By Brent Schillinger, M.D.
Palm Beach Post, Nov. 10, 2012
The airwaves, the Internet and newspapers have been loaded with a lot of seasonal advertising. This is not a reference to the political ads that until Election Day seemed to be bombarding us 24/7. I’m talking about the ads urging senior citizens to sign up for a Medicare Advantage program.
The period between Oct. 15 and Dec. 7 has been designated an open enrollment period for Medicare Advantage, which is basically the new name for what used to be known as Medicare HMO plans. Medicare Advantage is a marketing strategy, which suggests that seniors who stay with traditional Medicare are at a disadvantage.
When the legislation was signed into law by President George W. Bush, the Medicare Advantage programs were basically an experiment by the private health insurance companies to say, “The private sector can offer the same benefits as Medicare, only better — and the free market will prove it.”
The Medicare Rights Center, a senior advocacy group, takes a critical position: “The idea behind the plans is to provide better services and lower out-of-pocket costs. However, it doesn’t always work that way.
“While the plans must provide a benefit ‘package’ that is at least as good as original Medicare’s and cover everything Medicare covers, the plans do not have to cover every benefit in the same way. For example, plans may pay less for some benefits, like skilled nursing facility care, and offset this by offering lower co-payments for doctor visits.”
The Medicare Advantage patient may save a bit up front, but in order to maintain profits for the private insurers, the consumer must realize there is usually a sacrifice when it comes to choices that one would have had, had he or she remained in traditional Medicare. There is a whole host of potential problems, such as:
* Care can actually end up costing more, to the patient and the federal budget, than it would under original Medicare, particularly if one suffers from a very serious medical problem;
* Some private plans are not financially stable and may suddenly cease coverage;
* One may have difficulty getting emergency or urgent care, due to rationing
* The plans only cover certain doctors, they often drop providers without cause, and then the continuity of care is broken;
* Members have to follow plan rules to get covered care;
* There always are restrictions in the choices of doctors, hospitals, and other providers, again a form of rationing that keeps profits up for the insurance company bondholders but may limit patient choice;
* It can be difficult to get care away from home;
* The extra benefits offered can turn out to be less than promised;
* The Medicare Advantage plan may ration certain high-cost medications.
In spite of the obvious problems, Congress continued to barrel along, offering incentives and allowing accounting advantages to encourage enrollment in the Medicare Advantage experiment. A recent study published in the International Journal of Health Services calculates that the private insurers have drained over $200 billion in excess payments from the Medicare budget.

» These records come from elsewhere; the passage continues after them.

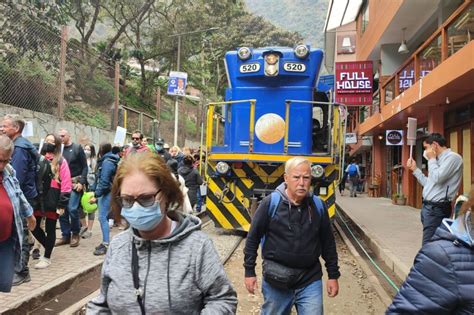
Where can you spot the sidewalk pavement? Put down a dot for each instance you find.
(66, 264)
(395, 232)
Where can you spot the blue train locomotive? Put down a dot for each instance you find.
(272, 112)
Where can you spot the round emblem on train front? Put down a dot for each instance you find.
(270, 128)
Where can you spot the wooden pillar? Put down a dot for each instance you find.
(116, 92)
(378, 160)
(158, 113)
(436, 119)
(407, 188)
(62, 71)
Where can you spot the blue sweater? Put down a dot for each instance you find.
(106, 168)
(441, 280)
(24, 160)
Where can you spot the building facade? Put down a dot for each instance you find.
(423, 58)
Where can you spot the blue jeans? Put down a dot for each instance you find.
(7, 265)
(308, 300)
(103, 203)
(69, 221)
(431, 218)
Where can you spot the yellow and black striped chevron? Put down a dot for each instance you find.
(228, 198)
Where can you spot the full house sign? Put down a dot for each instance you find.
(354, 83)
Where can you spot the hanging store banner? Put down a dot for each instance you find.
(394, 137)
(177, 83)
(351, 138)
(354, 82)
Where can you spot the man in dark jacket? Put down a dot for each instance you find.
(441, 280)
(77, 161)
(160, 149)
(106, 169)
(294, 239)
(192, 179)
(24, 160)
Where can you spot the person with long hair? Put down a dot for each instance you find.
(87, 220)
(13, 209)
(54, 199)
(164, 263)
(441, 280)
(106, 168)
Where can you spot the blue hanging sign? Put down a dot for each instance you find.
(177, 83)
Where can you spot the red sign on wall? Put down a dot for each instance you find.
(354, 83)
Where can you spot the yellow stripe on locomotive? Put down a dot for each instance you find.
(273, 113)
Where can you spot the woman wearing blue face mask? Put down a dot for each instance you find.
(442, 278)
(163, 264)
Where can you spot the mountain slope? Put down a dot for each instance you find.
(304, 16)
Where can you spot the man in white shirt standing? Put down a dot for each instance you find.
(441, 184)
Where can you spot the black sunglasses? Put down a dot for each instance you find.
(146, 200)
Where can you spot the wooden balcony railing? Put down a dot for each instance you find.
(456, 32)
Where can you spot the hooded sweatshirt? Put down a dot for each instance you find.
(178, 274)
(295, 237)
(24, 160)
(441, 280)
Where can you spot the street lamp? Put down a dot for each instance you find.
(176, 111)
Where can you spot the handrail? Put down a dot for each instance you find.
(441, 31)
(210, 115)
(287, 121)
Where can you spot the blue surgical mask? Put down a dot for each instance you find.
(143, 218)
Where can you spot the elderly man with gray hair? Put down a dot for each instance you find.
(294, 229)
(13, 208)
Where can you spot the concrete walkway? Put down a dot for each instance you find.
(395, 232)
(68, 264)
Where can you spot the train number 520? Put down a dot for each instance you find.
(294, 67)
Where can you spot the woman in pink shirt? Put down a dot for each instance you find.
(57, 187)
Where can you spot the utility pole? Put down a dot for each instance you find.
(62, 71)
(176, 102)
(178, 66)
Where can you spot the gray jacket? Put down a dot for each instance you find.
(179, 274)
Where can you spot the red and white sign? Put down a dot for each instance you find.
(354, 83)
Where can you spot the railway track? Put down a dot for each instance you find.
(66, 303)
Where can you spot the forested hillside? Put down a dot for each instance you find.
(304, 16)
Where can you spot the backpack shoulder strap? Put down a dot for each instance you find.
(319, 205)
(275, 198)
(274, 201)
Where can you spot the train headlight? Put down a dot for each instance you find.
(323, 190)
(222, 168)
(244, 53)
(317, 171)
(301, 51)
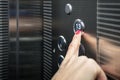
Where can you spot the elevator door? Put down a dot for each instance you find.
(25, 29)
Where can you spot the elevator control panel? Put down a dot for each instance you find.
(78, 25)
(61, 43)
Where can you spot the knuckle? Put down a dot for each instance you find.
(90, 60)
(71, 45)
(83, 57)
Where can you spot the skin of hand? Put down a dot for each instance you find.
(76, 67)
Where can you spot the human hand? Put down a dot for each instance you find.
(76, 67)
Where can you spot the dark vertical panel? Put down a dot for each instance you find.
(47, 39)
(4, 39)
(30, 39)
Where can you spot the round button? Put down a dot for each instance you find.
(78, 25)
(68, 8)
(60, 59)
(61, 43)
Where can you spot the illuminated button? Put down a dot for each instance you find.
(78, 25)
(68, 9)
(60, 59)
(61, 43)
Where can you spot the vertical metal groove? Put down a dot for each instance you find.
(47, 39)
(108, 20)
(4, 39)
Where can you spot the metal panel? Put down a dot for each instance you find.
(4, 39)
(108, 34)
(47, 39)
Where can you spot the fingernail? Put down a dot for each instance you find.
(77, 32)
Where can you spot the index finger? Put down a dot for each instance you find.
(73, 48)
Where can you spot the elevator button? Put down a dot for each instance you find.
(61, 43)
(68, 9)
(78, 25)
(60, 59)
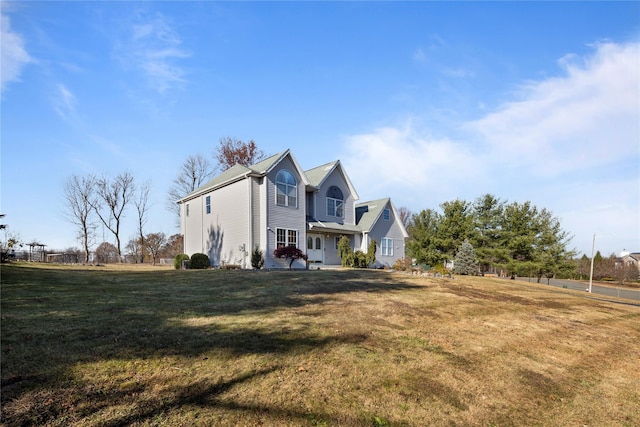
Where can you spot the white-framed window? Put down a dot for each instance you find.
(286, 237)
(335, 202)
(286, 189)
(387, 246)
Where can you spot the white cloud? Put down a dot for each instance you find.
(391, 160)
(549, 146)
(14, 55)
(154, 48)
(589, 115)
(64, 103)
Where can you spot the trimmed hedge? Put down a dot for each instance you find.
(177, 261)
(199, 261)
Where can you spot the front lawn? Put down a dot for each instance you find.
(111, 346)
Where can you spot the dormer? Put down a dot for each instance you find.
(333, 197)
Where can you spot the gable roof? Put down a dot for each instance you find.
(232, 174)
(265, 166)
(319, 174)
(238, 172)
(368, 214)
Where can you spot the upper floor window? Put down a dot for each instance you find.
(286, 237)
(387, 246)
(335, 202)
(286, 189)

How did this happen? Under the funding mechanism, the private plans are paid, on average, 9 percent to 13 percent more than traditional Medicare programs to provide the same coverage. This legislation was a bonanza for the private insurers. So what we are left with are plans that are fraught with problems but are generating profits for the insurance industry. Other than the stockholders, who could argue that paying 9 percent to 13 percent more for the same thing is sound financial thinking?
Perhaps taxpayers need to question whether they should be financing an experiment that costs billions more than it would have if people had remained in traditional Medicare. The Affordable Care Act, known as Obamacare, takes some preliminary steps to fix this flawed reimbursement formula, but only time will tell how that will play out.
For the senior consumer as well as the practicing physician, it’s a confusing state of affairs. For the doctors, learn as much as you can about the options. For the patients, start by speaking with your physician. He or she should be able to guide you in the best direction. For additional information visit www.pbcms.org.
Brent Schillinger, M.D., is president of the Palm Beach County Medical Society Services Foundation.